On July 12th, our colleague Mario Sanz Rodrigo obtained the title of Ph.D. in Telematic Systems Engineering. The dissertation, titled “Contribution to the Design and Deployment of Digital Network Twins,” was supervised by Dr. José Ignacio Morneo Novella and Dr. Diego Rivera Pinto.

The research is based on the paradigm of Digital Twins (DT) applied to the field of communication networks, addressing all phases, from the initial data collection to the interconnection of twins and the exchange of data between both environments.

Through the analysis of the state of the art, the characteristics and requirements associated with Digital Twins (DT) are initially identified, followed by a review of the specific case of Network Digital Twins (NDT), with a focus on identifying unmet needs and unresolved challenges. As a result of this study, a methodology is proposed to standardize, through various phases, the creation and deployment of network digital twins and their integration with physical twins.

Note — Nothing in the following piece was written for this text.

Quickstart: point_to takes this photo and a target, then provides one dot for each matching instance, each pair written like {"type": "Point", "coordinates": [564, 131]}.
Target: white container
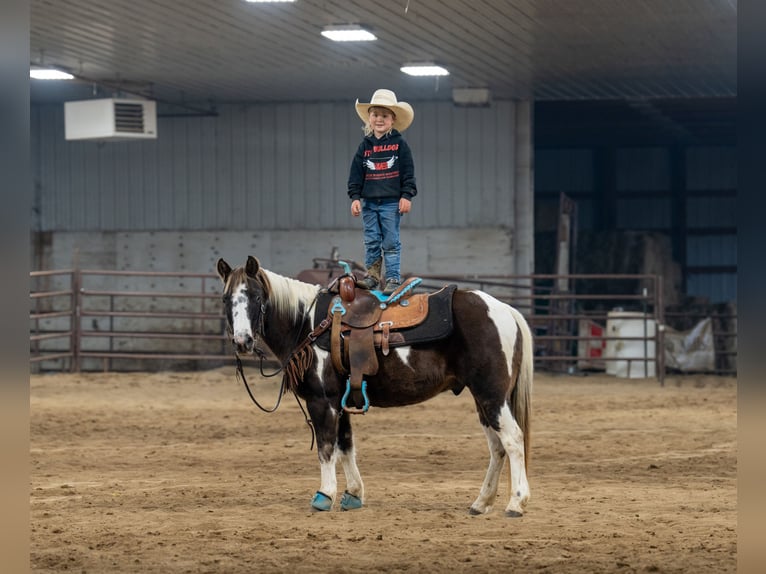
{"type": "Point", "coordinates": [636, 358]}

Following the formal definition of the methodology, the first phase leads to the second contribution, which focuses on the challenges associated with acquiring the data required for modelling both the topology and behaviour of network devices. These challenges stem from the heterogeneity of devices and virtualization technologies, as well as diverse network topologies. To address this, the design and development of the DANA system (Digital Agent for Network Data Acquisition) is proposed. This system is capable of collecting data regardless of the type of end device or network within the physical twin. It becomes a key component of the NDT ecosystem, present both in the physical twin environment and in the digital twin environment after its creation. In later stages, it enables actions on the twins to facilitate the joint co-evolution of the ecosystem, a fundamental feature of the paradigm.

Regarding the need to implement the proposed methodology, and based on the enabling technologies reviewed during the state-of-the-art study, a platform is designed and developed to facilitate its application. This platform enables both the creation and deployment of the complete NDT ecosystem and the implementation of a bidirectional communication channel. This channel ensures data collection and information exchange, supporting the joint co-evolution of both environments.

In summary, the Doctoral Thesis provides both a methodology and a platform capable of facilitating the deployment of this technology. It also addresses different proposals that cover specific phases, such as automated data collection, modelling/adaptation, and a bidirectional communication channel to enable interaction between the physical twin and the digital twin.